Editor's note: This article appeared in the September 27, 2010, edition of Quirk's e-newsletter.

Many consumers continue to be wary of larger banks, citing fees and distrust. Not surprisingly, only 36 percent of big bank customers trust their bank, compared to 57 percent of credit union customers, according to a study from Chicago research company Mintel. Despite that fact, however, 48 percent of those surveyed have their primary checking account at a large national institution.

"Research shows that people really do want a relationship with their banking institution, one based on openness and fairness," says Susan Menke, vice president, behavioral economist, at Mintel Comperemedia. "But people are banking at larger banks primarily for two reasons - convenience and rewards."

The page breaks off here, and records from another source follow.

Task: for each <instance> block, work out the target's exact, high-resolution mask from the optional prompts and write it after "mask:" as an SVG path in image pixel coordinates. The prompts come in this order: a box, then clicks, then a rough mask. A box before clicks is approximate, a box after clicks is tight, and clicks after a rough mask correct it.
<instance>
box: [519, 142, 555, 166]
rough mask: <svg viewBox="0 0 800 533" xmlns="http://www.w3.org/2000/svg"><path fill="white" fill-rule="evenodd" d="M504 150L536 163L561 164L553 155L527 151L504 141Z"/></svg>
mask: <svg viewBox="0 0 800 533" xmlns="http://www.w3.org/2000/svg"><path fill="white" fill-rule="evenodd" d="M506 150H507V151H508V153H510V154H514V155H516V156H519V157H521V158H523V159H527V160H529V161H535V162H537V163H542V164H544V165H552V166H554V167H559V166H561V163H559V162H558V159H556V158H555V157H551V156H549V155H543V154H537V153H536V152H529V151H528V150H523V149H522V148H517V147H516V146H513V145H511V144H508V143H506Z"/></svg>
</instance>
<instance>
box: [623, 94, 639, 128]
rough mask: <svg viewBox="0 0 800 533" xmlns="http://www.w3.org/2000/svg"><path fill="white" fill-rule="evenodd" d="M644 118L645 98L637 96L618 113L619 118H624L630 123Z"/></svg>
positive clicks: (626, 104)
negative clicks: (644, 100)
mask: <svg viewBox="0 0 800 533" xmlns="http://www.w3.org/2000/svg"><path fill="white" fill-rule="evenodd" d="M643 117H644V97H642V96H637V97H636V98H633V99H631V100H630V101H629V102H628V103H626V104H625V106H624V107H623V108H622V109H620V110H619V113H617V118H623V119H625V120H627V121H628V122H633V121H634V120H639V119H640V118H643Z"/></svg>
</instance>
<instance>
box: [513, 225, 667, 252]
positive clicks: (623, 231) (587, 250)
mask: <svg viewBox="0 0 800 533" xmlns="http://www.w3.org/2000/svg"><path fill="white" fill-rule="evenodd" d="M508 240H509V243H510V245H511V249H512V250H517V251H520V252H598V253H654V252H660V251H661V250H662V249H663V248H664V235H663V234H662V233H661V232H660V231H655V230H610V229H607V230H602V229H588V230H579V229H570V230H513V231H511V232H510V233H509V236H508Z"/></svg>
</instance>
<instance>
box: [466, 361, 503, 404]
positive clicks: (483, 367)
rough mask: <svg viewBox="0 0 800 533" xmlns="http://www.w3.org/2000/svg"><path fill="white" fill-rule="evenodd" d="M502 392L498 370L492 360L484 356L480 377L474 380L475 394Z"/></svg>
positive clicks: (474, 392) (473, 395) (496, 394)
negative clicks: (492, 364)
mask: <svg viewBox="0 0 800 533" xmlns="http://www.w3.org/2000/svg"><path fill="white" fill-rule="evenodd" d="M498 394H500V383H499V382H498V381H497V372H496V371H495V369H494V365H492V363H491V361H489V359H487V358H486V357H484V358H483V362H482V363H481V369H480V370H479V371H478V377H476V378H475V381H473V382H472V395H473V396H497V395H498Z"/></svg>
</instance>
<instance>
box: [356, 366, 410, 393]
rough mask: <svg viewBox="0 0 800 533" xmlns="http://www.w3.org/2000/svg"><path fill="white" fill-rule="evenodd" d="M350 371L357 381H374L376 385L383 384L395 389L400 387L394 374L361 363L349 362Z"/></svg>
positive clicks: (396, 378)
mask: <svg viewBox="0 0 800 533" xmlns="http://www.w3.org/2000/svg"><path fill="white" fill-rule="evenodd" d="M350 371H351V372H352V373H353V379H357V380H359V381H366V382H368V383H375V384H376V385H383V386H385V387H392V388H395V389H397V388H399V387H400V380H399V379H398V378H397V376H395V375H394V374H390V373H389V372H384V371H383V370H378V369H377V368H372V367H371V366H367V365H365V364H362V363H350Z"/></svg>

Ten percent of participants have switched their primary bank account to a credit union in the past year. Meanwhile, almost 60 percent of respondents agreed that "trust in a brand is more important than price." In addition, consumers described trust in a financial brand in very similar ways to trust in personal relationships, with more than 75 percent placing "honesty" and "respect" at the top of their list of 12 attributes for both.

There has been a tremendous amount of discussion in the industry about how Regulation E (regarding electronic funds transfers) will impact the profitability of banks, as they are more constrained in their ability to charge overdraft fees. "Most banks would like to reinstate annual fees on checking accounts and debit cards to make up the difference," says Menke. "But banks, particularly the large ones, will be met with substantial resistance from their customers."

However, research shows that people would feel less resentful about paying fees if larger banks made a greater effort to do more relationship marketing with their customers.